Identify the different divisions in the company. Divisions can be segmented by product line, sales territory, geographic region or individual store locations. For example, a clothing manufacturing company may divide its company by children's clothing and women's clothing.
Identify all the revenues that can be specifically attributed to each division. For example, the company may have booked net sales of $400,000 for children's clothing and $500,000 for women's clothing during the accounting period.
Determine the division's direct costs. According to AccountingTools.com, you can include a cost as a direct cost if any of the following applies:
- The manager or executive that oversees the segment had control over the expense.
- The cost varies directly with variances in revenues generated by the segment.
- If the division were to close, the expense would disappear.
For a children's clothing division, potential direct costs would include:
- Direct materials and cost of labor incurred to produce the clothing.
- Factory rent, utilities, property taxes, machine depreciation, factory supervisors and support staff salaries (assuming the factory is used exclusively for children's clothing).
- Any administrative or executive staff that spend 100 percent of their time on children's clothing.
- Marketing, shipping and sales commissions that were exclusively for children's clothing.
Some costs can't be directly attributed to a single division, yet each division still benefits from the expense. Using a cost allocation model, allocate shared expenses and overhead costs to each division. Examples would be CEO and administrative salaries, corporate office rent and business insurance. Costs can be assigned based on a number of factors, like the relative proportion of revenue each division brings in or the amount of time that executives dedicate to each division. For example, if the total compensation for the CEO is $400,000 annually and he estimates he spends about 10 percent of his time working on children's clothing, allocate $40,000 in costs to the children's clothing margin.

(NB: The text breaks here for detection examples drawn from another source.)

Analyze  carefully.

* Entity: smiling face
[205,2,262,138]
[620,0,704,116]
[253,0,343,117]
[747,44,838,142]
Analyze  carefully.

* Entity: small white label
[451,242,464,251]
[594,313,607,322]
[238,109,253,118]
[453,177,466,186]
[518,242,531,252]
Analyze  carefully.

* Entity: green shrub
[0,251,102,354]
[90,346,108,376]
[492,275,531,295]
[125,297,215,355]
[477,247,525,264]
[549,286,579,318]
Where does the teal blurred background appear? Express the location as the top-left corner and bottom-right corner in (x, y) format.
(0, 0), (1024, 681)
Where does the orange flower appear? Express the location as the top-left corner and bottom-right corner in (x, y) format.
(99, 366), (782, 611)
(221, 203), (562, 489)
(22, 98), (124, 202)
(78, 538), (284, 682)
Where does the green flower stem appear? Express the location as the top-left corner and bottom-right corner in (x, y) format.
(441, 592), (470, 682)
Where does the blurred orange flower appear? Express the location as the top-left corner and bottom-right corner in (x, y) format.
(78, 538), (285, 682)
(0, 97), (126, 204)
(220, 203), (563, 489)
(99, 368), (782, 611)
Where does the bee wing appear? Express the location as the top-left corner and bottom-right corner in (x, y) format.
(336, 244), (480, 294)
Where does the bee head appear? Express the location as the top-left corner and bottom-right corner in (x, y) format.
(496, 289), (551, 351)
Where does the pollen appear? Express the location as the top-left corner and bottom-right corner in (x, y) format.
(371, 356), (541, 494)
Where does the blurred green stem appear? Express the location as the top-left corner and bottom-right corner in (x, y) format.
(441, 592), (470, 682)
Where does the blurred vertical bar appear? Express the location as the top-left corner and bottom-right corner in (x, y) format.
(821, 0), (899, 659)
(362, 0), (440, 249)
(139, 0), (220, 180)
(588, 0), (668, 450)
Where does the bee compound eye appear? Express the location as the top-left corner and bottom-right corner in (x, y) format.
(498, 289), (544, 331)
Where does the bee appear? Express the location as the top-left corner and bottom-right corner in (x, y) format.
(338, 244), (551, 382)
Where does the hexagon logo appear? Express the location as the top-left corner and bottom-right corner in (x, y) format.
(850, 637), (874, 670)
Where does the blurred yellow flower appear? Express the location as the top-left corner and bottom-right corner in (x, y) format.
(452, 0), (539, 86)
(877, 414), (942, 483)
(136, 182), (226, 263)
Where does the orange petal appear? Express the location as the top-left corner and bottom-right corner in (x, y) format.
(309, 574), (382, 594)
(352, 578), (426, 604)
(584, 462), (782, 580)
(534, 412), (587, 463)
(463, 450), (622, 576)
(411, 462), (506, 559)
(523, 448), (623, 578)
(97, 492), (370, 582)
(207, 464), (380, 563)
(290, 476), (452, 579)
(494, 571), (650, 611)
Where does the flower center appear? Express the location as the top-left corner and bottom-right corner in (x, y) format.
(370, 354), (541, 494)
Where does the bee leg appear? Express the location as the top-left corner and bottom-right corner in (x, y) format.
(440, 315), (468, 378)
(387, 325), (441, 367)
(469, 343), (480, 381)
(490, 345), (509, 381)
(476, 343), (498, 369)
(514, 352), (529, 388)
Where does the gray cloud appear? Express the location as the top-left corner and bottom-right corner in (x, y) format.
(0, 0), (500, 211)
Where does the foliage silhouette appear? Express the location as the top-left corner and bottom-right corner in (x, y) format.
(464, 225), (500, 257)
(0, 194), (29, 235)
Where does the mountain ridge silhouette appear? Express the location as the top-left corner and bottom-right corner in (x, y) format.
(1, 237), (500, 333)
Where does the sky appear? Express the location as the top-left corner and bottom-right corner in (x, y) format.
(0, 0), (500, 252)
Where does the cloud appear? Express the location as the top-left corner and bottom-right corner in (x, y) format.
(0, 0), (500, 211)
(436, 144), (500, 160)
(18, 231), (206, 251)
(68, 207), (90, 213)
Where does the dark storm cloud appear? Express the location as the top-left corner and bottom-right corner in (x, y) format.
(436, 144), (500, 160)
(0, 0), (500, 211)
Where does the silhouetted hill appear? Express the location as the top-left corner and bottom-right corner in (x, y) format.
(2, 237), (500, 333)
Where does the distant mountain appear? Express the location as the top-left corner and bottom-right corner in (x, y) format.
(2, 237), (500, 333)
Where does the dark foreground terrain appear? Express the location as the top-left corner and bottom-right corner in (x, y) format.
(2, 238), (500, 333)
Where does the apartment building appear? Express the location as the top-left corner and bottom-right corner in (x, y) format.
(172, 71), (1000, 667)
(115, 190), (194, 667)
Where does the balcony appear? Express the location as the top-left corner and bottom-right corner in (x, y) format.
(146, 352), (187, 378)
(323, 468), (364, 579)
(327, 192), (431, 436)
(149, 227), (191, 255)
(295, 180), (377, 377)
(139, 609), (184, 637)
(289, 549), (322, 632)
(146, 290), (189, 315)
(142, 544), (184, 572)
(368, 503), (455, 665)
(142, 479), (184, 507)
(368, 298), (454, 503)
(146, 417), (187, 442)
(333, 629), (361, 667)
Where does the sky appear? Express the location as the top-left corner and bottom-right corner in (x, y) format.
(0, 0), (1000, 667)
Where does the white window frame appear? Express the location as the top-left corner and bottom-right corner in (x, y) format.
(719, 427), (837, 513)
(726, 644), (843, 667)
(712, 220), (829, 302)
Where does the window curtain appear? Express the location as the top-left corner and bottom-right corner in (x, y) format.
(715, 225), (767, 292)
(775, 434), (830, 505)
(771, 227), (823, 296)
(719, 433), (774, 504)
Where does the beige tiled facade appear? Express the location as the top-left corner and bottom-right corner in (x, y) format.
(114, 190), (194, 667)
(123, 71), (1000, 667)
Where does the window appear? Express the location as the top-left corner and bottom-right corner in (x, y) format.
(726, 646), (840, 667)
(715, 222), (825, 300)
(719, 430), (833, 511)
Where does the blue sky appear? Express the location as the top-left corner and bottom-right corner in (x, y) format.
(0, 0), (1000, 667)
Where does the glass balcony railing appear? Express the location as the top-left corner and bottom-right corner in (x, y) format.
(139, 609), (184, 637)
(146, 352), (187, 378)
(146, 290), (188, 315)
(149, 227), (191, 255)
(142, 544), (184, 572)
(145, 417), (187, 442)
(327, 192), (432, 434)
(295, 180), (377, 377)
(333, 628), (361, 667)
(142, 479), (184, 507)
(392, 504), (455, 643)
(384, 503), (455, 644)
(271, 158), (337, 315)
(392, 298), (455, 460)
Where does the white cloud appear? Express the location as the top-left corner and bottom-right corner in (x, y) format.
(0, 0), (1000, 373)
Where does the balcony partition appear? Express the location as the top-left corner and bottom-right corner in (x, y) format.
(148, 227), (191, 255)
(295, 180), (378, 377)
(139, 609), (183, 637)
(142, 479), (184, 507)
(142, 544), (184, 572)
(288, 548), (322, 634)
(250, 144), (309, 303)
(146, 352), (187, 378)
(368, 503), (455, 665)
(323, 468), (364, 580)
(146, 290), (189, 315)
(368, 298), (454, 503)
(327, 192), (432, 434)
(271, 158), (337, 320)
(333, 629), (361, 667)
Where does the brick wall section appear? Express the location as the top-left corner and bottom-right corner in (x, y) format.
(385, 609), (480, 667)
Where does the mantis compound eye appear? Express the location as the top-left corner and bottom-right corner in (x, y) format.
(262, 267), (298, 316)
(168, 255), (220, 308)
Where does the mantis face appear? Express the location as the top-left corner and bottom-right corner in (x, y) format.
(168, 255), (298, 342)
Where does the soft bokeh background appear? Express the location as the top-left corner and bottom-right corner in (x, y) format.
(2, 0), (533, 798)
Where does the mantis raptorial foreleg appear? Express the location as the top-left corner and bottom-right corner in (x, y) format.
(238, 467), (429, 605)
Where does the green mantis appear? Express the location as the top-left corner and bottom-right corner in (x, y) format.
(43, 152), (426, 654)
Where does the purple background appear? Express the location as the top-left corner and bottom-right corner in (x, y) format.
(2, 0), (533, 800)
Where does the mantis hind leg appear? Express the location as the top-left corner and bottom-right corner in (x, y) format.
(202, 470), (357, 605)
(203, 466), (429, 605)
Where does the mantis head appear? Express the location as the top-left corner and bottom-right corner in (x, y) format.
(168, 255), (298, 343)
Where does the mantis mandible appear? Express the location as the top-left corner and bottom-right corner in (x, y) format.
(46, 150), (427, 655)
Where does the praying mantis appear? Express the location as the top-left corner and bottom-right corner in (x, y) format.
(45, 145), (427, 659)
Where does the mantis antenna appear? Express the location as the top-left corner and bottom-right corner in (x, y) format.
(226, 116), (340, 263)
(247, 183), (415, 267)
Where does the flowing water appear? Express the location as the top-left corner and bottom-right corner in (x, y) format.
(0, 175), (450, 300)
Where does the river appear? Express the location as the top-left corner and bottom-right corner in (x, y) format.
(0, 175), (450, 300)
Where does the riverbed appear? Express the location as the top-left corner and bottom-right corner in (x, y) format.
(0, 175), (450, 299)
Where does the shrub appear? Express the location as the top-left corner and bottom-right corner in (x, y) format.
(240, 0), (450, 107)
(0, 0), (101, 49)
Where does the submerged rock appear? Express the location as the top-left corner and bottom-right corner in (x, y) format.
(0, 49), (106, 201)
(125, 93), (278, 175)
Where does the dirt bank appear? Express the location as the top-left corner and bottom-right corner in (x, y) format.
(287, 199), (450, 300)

To calculate the division's profit margin, divide its net income by its revenues. To find net income, subtract the division's direct costs and its portion of shared costs from direct revenues. For example, if the children's clothing line has revenues of $400,000, direct costs of $200,000 and its portion of shared costs is $100,000, then its net income is $100,000 and its profit margin is 25 percent ($100,000 divided by $400,000). This means that approximately 25 percent of the revenues that the division generates flow through to the company as income.